A day of remembrance and action for Puerto Rico
As midterm elections approach, the spotlight for many of Philadelphia's politicians, activists, and voters remains on Puerto Rico’s recovery nearly a year after Hurricane Maria struck the island.
A small but vocal crowd gathered at the steps of the Philadelphia Museum of Art on Oct. 12 for a march to remember the estimated 2,975 lives lost after Hurricane Maria devastated the island a little over a year ago, and call attention to the wide scale destruction and ongoing suffering experienced by Puerto Ricans still on the island as well as those who were displaced and are currently living on the mainland.
Volunteers carried a 40 by 60 ft. Puerto Rican flag from Logan Circle to display it on the steps, where the artists, musicians, activists, and elected officials — including Mayor Jim Kenney and City Councilwoman Maria Quiñones-Sánchez — addressed the crowd with one unified message: to effect change by voting on Nov. 6.
"We're here to remind folks that those of us who can vote have a responsibility to be a voice and a vote por la gente de Puerto Rico," said Quiñones-Sánchez. "So if you are as outraged as I am, it is not about what we say, but what we do.
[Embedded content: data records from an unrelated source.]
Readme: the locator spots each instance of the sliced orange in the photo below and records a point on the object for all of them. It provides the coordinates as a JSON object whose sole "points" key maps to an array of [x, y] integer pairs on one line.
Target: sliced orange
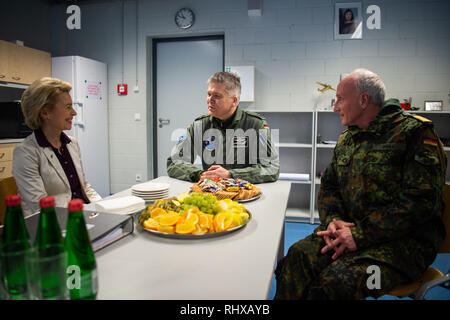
{"points": [[184, 228], [203, 221], [168, 219], [166, 229], [157, 212], [192, 210], [199, 230], [237, 219], [151, 223], [223, 221], [191, 218]]}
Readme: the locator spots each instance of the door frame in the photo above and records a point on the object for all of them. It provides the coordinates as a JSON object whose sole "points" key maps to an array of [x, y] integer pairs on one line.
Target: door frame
{"points": [[154, 63]]}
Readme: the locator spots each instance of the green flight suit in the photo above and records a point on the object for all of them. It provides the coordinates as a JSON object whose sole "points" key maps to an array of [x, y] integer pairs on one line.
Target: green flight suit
{"points": [[388, 179], [248, 154]]}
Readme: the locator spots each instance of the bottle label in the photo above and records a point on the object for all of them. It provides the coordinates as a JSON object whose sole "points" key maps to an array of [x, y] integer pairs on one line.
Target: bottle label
{"points": [[82, 285]]}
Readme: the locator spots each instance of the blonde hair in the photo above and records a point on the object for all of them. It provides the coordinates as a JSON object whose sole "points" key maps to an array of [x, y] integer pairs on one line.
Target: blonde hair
{"points": [[41, 94]]}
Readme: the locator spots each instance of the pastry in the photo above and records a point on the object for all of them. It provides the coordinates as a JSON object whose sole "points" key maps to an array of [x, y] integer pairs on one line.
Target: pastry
{"points": [[235, 189]]}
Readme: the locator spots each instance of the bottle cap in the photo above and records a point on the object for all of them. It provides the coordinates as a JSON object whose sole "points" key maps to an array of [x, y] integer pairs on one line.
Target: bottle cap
{"points": [[47, 202], [14, 200], [75, 205]]}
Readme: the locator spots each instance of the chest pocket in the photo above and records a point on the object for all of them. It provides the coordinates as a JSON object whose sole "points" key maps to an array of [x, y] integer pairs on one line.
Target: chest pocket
{"points": [[384, 162], [343, 159], [426, 157]]}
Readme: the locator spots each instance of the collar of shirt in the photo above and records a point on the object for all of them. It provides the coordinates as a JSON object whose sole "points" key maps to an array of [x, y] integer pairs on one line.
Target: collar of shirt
{"points": [[43, 142], [231, 121]]}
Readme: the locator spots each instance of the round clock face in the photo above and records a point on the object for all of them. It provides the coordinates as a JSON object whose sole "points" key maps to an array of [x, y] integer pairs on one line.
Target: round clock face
{"points": [[184, 18]]}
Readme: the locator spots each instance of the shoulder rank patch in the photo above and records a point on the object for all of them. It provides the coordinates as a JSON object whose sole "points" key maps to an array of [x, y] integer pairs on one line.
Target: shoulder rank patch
{"points": [[421, 119], [430, 142]]}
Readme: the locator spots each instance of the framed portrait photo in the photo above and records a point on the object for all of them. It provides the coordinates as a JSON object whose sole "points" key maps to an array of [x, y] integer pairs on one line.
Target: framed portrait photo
{"points": [[348, 20], [433, 105]]}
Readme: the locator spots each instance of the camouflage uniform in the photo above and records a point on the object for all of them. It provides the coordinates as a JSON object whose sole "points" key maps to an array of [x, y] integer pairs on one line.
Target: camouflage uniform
{"points": [[242, 160], [388, 179]]}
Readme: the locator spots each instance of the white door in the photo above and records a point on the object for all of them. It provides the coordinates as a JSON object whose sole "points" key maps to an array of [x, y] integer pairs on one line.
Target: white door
{"points": [[183, 66]]}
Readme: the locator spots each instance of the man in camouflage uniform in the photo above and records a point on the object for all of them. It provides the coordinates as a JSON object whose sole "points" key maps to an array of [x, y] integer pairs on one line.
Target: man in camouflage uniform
{"points": [[380, 202], [232, 143]]}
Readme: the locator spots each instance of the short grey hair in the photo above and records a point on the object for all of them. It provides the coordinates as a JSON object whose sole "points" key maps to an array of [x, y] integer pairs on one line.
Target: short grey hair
{"points": [[231, 80], [369, 82]]}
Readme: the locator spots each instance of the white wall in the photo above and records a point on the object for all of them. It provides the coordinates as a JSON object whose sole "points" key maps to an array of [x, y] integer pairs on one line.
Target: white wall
{"points": [[291, 46]]}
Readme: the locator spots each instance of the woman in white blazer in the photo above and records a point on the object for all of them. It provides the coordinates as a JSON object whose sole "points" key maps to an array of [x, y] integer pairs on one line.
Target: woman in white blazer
{"points": [[48, 162]]}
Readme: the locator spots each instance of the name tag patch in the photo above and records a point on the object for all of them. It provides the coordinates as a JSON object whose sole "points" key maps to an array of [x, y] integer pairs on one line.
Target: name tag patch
{"points": [[240, 142]]}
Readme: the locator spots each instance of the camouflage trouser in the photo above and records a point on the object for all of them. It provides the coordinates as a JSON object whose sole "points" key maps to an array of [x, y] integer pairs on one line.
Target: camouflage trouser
{"points": [[305, 273]]}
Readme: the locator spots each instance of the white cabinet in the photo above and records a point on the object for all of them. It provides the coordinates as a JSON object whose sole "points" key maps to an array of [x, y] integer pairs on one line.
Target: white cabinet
{"points": [[295, 132], [306, 140]]}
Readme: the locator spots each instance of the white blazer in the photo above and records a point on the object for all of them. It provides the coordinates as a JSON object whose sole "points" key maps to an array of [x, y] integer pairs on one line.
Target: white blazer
{"points": [[38, 174]]}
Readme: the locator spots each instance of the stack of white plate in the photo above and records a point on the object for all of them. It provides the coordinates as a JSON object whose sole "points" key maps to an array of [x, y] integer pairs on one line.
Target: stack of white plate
{"points": [[150, 191]]}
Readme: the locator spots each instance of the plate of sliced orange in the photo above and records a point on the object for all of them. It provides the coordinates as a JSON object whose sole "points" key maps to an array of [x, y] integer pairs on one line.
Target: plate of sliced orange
{"points": [[192, 223]]}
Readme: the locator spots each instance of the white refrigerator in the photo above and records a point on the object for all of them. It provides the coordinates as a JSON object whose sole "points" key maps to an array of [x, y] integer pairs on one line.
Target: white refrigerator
{"points": [[90, 127]]}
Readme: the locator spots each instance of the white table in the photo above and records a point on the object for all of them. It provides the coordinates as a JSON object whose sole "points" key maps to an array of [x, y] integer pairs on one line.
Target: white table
{"points": [[239, 265]]}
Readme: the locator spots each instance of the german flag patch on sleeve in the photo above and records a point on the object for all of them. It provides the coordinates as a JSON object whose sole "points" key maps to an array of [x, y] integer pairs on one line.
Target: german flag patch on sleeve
{"points": [[430, 142]]}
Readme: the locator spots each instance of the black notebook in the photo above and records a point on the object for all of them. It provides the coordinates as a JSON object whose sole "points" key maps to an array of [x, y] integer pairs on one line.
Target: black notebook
{"points": [[103, 228]]}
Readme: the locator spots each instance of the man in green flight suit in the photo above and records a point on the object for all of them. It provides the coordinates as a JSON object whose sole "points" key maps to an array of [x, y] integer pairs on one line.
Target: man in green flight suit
{"points": [[380, 202], [231, 142]]}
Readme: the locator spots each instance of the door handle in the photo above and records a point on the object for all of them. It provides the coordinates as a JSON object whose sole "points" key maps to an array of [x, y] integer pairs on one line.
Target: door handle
{"points": [[163, 122]]}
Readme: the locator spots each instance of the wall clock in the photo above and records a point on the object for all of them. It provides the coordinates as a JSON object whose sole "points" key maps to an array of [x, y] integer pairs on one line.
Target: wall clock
{"points": [[184, 18]]}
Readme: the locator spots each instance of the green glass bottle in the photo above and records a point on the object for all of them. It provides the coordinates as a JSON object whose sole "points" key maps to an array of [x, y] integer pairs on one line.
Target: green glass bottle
{"points": [[48, 232], [49, 244], [82, 279], [16, 241]]}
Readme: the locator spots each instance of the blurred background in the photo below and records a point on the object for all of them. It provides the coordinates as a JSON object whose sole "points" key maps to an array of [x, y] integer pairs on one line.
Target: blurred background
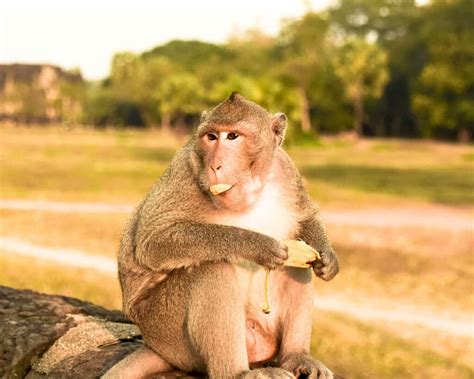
{"points": [[95, 97]]}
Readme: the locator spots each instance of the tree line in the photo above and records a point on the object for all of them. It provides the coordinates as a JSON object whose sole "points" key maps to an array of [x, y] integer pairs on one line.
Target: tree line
{"points": [[374, 67]]}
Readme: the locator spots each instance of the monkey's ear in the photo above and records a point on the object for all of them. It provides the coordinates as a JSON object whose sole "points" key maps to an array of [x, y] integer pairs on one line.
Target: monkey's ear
{"points": [[235, 96], [279, 126], [204, 115]]}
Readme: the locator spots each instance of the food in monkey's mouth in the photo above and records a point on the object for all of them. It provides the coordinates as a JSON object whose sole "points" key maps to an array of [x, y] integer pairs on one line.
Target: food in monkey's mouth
{"points": [[300, 254], [217, 189]]}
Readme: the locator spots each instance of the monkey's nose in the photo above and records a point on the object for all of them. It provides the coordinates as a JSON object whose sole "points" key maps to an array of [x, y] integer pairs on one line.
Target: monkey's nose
{"points": [[216, 168]]}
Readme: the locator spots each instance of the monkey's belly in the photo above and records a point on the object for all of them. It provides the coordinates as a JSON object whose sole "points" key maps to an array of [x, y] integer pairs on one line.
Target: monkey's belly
{"points": [[261, 328]]}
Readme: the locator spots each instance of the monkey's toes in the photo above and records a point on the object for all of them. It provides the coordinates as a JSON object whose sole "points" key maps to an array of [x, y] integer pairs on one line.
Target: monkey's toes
{"points": [[268, 373], [304, 366]]}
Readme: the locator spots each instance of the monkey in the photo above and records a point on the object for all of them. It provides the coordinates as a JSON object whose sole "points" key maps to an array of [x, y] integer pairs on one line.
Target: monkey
{"points": [[192, 263]]}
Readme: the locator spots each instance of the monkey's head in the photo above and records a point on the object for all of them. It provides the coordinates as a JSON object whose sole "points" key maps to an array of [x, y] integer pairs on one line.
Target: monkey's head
{"points": [[236, 142]]}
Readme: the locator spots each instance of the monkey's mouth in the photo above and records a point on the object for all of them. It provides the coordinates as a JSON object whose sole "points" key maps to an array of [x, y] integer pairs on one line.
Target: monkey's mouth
{"points": [[217, 189]]}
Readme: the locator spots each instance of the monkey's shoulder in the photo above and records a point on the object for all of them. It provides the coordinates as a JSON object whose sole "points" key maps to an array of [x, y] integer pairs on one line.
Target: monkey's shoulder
{"points": [[272, 214]]}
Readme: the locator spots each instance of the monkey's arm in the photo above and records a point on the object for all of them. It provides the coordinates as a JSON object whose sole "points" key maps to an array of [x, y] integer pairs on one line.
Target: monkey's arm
{"points": [[184, 244], [312, 231]]}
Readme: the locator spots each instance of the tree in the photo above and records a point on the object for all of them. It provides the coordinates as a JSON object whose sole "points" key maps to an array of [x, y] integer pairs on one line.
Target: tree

We need to get the thousands of inactivated Puerto Ricans, Latinos, and allies to come out and vote and send a strong message to the federal government that while local government and others can do what we can, ultimately the federal government is our government."
David Rodriguez, chairman of the Pennsylvania Democratic Latino Caucus, also emphasized that Saturday was “not only a day of remembrance” but was “also a day of action.”
Mayor Jim Kenney cited the efforts on the part of the city’s Office of Emergency Management in the past year, which aided approximately 900 Puerto Rican families who landed in the Greater Philadelphia area after the hurricane in what was the longest-running emergency operation in the city agency's history.
“It is unconscionable that the federal government’s response to this tragedy has been so poor,” said Kenney, noting that public and private sector partnerships played a critical role in helping with initial needs of evacuees and will continue to be significant in sustaining long-term recovery efforts.
He added that the “most important thing” everyone could do is vote in the upcoming midterm elections — a statement which was greeted by chants of “I will vote” from the crowd.